Au Québec, les ventes des librairies indépendantes ne cessent de décroître au rythme annuel de 4 %, tandis que celles des librairies à succursales, elles, ont crû de 10 % au cours de la dernière année.
Bien que ce soit les chiffres de l'ensemble de la province qui diminuent en ce qui a trait aux librairies indépendantes, la région des Laurentides est bien loin d'apporter un coup de pouce, alors qu'elle se classe au troisième rang des régions administratives ayant le moins de vente.
Des géants dans l'industrie
Selon le rapport, il semblerait que l'ouverture de grandes surfaces et de plusieurs librairies à succursales dans les centres commerciaux des banlieues entraîne le déplacement des ventes de livres vers celles-ci. «Il est trop tôt pour déterminer si cette tendance à la baisse des ventes des librairies indépendantes ira jusqu'à remettre en question la survie de ce type de librairie, mais il n'y a pas de doute qu'est ainsi fragilisé un maillon important de la chaîne du livre, essentiel à la diffusion des livres du Québec.»
Luc Lavoie, propriétaire de la librairie Sainte-Thérèse abonde en ce sens. «C'est sûr que pour ce qui est des ventes de livres grand public, c'est de plus en plus difficile. Nous sommes entourés de trois Costco et chaque ouverture est allée chercher une partie des chiffres d'affaires de notre caisse enregistreuse.»
L'opinion de Serge Poulin, propriétaire de la librairie Carcajou à Rosemère est partagée. S'il avoue que les prix coupés des grandes surfaces ont créé une pression, il affirme aussi qu'il ne s'est jamais vendu autant de livres. «Je crois que les grandes chaînes desservent des clients qui ne venaient peut-être déjà pas en librairie. Quoi qu'il en soit, nous existons depuis 25 ans et je peux dire que nos chiffres d'affaires progressent constamment, bien que des années soient plus difficiles que d'autres.»
C'est donc l'absence de règlementation quant aux prix uniques qui semble poser problème.
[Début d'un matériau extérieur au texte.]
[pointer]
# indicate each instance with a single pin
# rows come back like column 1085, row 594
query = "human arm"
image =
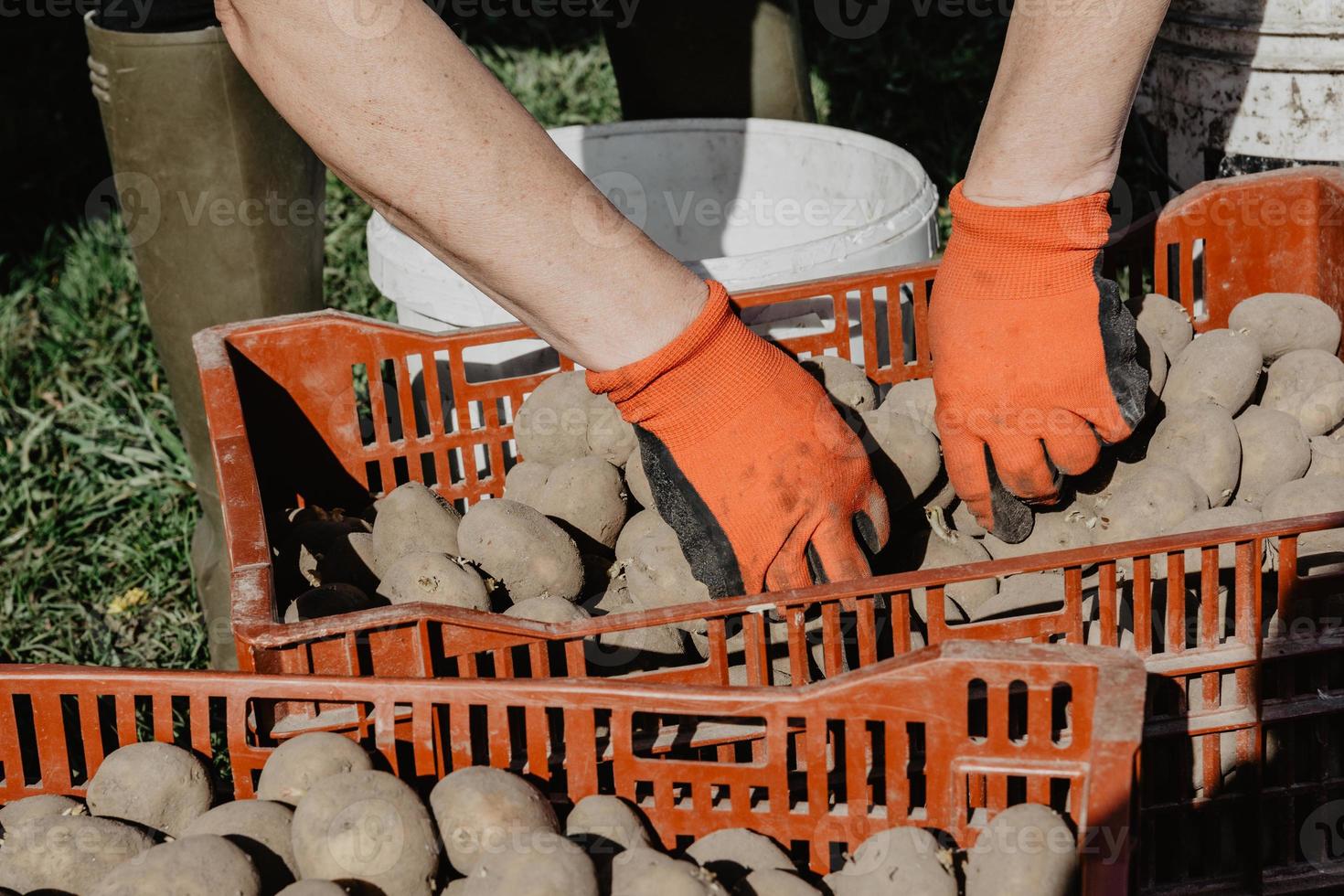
column 1034, row 355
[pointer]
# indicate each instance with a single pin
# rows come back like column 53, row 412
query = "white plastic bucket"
column 748, row 202
column 1261, row 78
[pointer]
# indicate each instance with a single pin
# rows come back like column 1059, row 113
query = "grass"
column 97, row 504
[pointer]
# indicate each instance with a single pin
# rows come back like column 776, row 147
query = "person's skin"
column 403, row 113
column 1061, row 100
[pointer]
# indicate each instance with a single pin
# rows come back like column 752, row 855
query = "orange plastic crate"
column 944, row 739
column 283, row 418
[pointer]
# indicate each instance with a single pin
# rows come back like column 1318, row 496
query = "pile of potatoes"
column 1247, row 426
column 328, row 822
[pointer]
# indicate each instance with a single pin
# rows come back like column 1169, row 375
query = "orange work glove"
column 1034, row 359
column 749, row 463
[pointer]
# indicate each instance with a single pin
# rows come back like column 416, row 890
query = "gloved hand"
column 1034, row 357
column 749, row 463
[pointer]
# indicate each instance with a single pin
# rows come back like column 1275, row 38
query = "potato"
column 778, row 883
column 552, row 423
column 1323, row 410
column 645, row 523
column 914, row 400
column 434, row 578
column 1211, row 518
column 1061, row 529
column 300, row 762
column 731, row 853
column 369, row 827
column 413, row 518
column 965, row 523
column 932, row 551
column 155, row 784
column 526, row 480
column 1149, row 500
column 481, row 810
column 261, row 827
column 1327, row 460
column 606, row 818
column 1304, row 497
column 200, row 865
column 906, row 458
column 39, row 806
column 609, row 437
column 1024, row 850
column 546, row 865
column 1152, row 357
column 520, row 549
column 1281, row 323
column 637, row 481
column 1221, row 366
column 1167, row 320
column 548, row 609
column 1201, row 441
column 66, row 853
column 646, row 872
column 314, row 888
column 1023, row 594
column 585, row 496
column 1297, row 377
column 898, row 860
column 843, row 380
column 1275, row 450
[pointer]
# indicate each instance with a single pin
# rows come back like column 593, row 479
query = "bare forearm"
column 1058, row 111
column 414, row 123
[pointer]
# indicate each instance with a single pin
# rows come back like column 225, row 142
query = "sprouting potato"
column 434, row 578
column 898, row 860
column 1152, row 498
column 66, row 853
column 526, row 480
column 1201, row 441
column 1167, row 320
column 906, row 458
column 1024, row 850
column 914, row 400
column 520, row 549
column 156, row 784
column 606, row 818
column 588, row 497
column 302, row 762
column 844, row 382
column 1281, row 323
column 552, row 425
column 368, row 827
column 1297, row 375
column 413, row 518
column 1275, row 450
column 1221, row 366
column 261, row 827
column 548, row 609
column 483, row 810
column 933, row 551
column 199, row 865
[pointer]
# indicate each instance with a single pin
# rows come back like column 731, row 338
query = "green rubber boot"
column 709, row 59
column 222, row 203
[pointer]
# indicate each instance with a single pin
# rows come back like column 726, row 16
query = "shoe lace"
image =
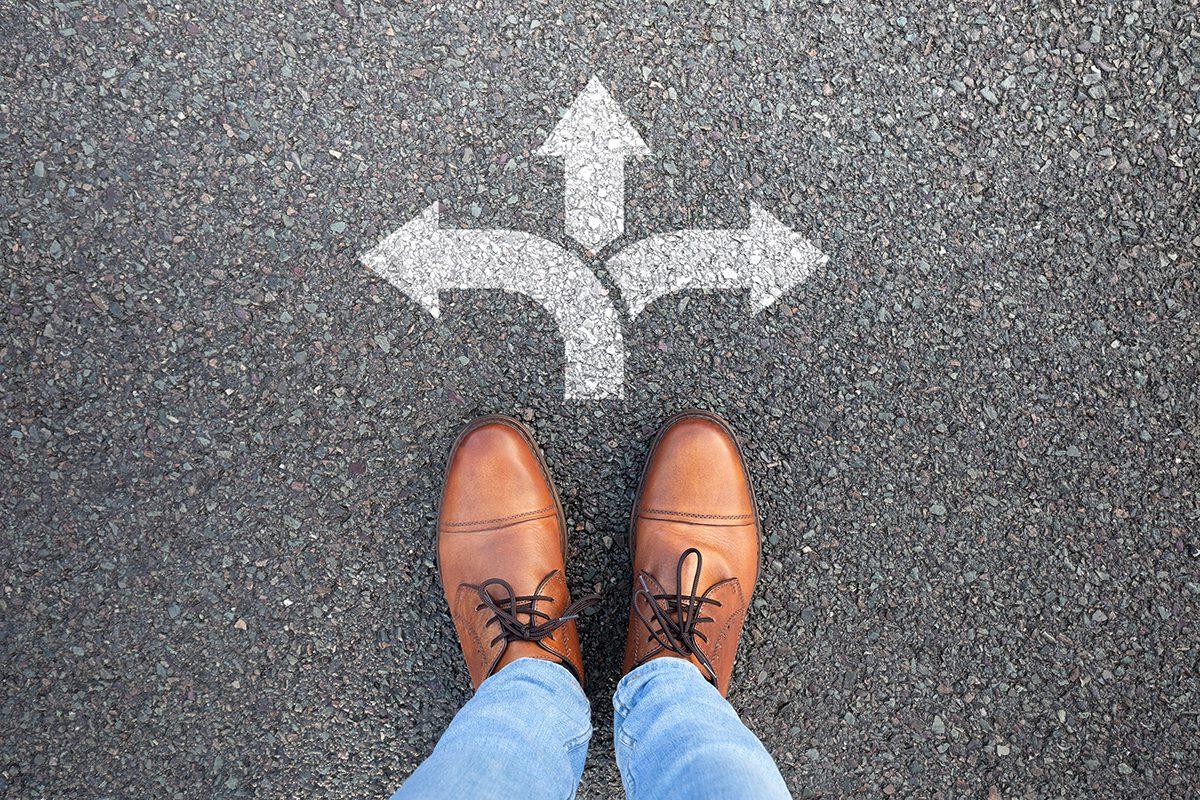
column 673, row 617
column 508, row 609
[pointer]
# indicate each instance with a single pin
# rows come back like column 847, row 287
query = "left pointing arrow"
column 421, row 259
column 593, row 139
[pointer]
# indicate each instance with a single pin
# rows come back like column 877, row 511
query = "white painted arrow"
column 768, row 258
column 420, row 259
column 594, row 138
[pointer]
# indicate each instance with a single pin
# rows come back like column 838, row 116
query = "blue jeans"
column 525, row 734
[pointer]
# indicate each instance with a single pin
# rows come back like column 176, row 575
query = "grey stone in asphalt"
column 973, row 431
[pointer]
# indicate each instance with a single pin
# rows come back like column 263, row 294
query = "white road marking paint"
column 594, row 138
column 768, row 258
column 421, row 259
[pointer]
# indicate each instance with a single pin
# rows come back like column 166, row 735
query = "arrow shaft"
column 523, row 264
column 684, row 259
column 594, row 198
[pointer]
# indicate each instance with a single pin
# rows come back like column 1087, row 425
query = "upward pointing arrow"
column 594, row 138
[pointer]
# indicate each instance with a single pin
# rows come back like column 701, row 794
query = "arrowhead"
column 403, row 259
column 594, row 124
column 784, row 258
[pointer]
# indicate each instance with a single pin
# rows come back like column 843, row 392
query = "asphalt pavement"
column 973, row 429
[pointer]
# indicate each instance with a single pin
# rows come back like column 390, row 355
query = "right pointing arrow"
column 421, row 259
column 594, row 138
column 767, row 258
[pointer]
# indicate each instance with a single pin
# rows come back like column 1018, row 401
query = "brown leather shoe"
column 694, row 539
column 502, row 546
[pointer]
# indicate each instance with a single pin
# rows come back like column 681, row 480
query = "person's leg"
column 502, row 549
column 695, row 537
column 677, row 738
column 523, row 734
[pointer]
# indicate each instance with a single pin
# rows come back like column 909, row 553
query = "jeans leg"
column 523, row 734
column 678, row 739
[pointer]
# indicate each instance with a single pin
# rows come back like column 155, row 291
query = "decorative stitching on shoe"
column 699, row 516
column 495, row 519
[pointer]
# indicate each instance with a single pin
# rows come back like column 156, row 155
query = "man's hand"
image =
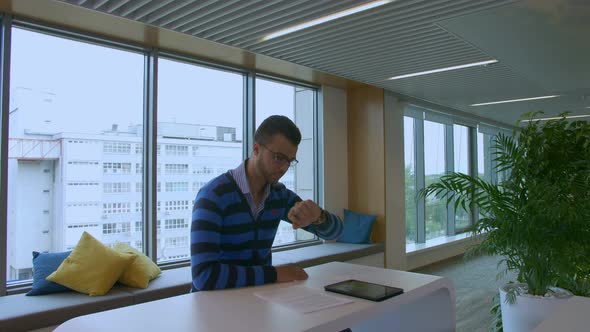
column 304, row 213
column 290, row 273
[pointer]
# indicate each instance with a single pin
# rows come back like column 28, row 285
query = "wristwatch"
column 321, row 219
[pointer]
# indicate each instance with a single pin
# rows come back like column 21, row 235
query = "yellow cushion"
column 91, row 268
column 141, row 271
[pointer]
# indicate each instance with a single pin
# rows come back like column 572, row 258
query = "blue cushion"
column 357, row 227
column 45, row 264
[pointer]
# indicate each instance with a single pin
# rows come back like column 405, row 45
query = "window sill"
column 437, row 243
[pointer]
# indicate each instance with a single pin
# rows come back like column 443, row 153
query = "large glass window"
column 76, row 143
column 298, row 104
column 75, row 112
column 434, row 144
column 434, row 167
column 200, row 128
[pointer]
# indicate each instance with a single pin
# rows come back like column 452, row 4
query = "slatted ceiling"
column 99, row 3
column 114, row 6
column 182, row 15
column 169, row 10
column 266, row 20
column 150, row 7
column 256, row 21
column 369, row 25
column 394, row 58
column 222, row 15
column 209, row 17
column 295, row 15
column 225, row 19
column 401, row 37
column 383, row 45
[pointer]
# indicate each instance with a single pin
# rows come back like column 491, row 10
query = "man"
column 236, row 215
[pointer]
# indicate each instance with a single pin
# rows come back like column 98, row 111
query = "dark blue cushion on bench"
column 43, row 265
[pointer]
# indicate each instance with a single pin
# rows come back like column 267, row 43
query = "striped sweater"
column 228, row 247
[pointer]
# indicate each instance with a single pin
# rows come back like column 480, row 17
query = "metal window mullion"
column 473, row 171
column 420, row 179
column 5, row 42
column 450, row 167
column 249, row 116
column 150, row 155
column 491, row 151
column 318, row 146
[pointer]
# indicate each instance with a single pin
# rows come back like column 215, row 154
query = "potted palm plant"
column 537, row 218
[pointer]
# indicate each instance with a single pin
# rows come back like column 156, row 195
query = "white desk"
column 572, row 316
column 428, row 304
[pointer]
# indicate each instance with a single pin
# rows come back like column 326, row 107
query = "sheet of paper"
column 302, row 299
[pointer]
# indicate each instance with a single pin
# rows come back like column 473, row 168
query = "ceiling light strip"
column 467, row 65
column 559, row 117
column 514, row 100
column 325, row 19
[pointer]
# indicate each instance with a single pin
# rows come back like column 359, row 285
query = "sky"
column 94, row 87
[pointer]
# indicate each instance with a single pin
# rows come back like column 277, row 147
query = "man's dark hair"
column 277, row 124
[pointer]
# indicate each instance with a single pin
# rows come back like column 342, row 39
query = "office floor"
column 475, row 286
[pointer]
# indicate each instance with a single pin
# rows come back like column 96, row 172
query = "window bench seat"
column 24, row 313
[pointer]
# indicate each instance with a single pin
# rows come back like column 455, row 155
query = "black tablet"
column 364, row 290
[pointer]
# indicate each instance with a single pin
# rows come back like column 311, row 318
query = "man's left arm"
column 309, row 216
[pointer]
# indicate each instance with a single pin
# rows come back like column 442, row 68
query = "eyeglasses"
column 280, row 158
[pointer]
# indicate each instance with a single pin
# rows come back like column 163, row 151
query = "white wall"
column 335, row 150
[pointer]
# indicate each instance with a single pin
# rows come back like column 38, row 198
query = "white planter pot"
column 529, row 310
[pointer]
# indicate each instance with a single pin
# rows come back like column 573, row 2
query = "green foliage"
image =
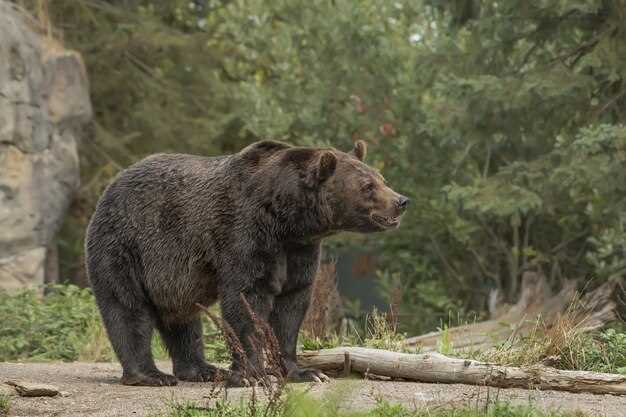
column 5, row 404
column 65, row 325
column 300, row 405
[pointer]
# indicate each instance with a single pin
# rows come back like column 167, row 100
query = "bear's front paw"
column 304, row 375
column 200, row 372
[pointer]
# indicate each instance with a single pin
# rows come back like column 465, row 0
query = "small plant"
column 563, row 345
column 382, row 333
column 5, row 404
column 444, row 344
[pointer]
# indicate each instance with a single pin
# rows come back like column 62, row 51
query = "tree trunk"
column 437, row 368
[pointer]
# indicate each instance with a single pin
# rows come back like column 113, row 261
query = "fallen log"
column 436, row 368
column 536, row 303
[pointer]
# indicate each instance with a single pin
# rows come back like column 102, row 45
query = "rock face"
column 44, row 108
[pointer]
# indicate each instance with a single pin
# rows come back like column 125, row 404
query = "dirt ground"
column 92, row 389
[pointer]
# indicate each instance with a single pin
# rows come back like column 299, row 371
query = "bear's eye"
column 368, row 187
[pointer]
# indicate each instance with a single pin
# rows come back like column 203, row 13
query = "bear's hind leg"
column 184, row 343
column 130, row 332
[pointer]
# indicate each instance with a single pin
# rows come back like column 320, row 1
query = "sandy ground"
column 92, row 389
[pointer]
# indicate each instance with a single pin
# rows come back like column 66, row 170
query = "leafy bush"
column 299, row 405
column 5, row 404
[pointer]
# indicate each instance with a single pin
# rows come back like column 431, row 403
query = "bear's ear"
column 326, row 166
column 360, row 150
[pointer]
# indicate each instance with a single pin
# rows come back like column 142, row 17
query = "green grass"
column 5, row 404
column 65, row 325
column 302, row 405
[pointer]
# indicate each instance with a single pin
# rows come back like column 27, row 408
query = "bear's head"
column 359, row 198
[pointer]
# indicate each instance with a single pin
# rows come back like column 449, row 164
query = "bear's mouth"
column 386, row 222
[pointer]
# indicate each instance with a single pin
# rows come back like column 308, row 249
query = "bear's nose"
column 403, row 202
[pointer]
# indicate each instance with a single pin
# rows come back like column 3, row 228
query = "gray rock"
column 44, row 107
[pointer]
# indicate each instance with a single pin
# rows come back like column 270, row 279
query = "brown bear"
column 175, row 230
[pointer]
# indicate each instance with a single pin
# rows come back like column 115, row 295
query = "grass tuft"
column 5, row 404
M. Lavoie précise d'ailleurs que son commerce a dû, au fil du temps, se trouver une nouvelle niche. «Désormais, nous visons davantage les Villes et les commissions scolaires, par exemple, parce que c'est évident que pour ce qui est des titres populaires, ils se retrouvent pour la plupart dans les grandes surfaces.»
Toujours selon ses dires, le marché s'est complètement transformé et les tendances se sont renversées. «Désormais, ce sont les grandes surfaces qui dictent combien de copie une maison d'édition va imprimer de tel livre et combien elle va en vendre. Pas le contraire. Il y a de moins en moins de liberté éditoriale et ça, c'est dangereux pour l'identité francophone», précise celui-ci.
Un appareil plutôt qu'un livre
L'apparition du livre électronique, quant à elle, n'a pas fait tant de ravages. Le marché se développe à pas de tortues et les positions diffèrent du côté des deux plus importantes librairies québécoises. Archambault s'est lancée dans l'aventure alors que Renaud-Bray s'est positionné en tant qu'observateur du phénomène pour le moment.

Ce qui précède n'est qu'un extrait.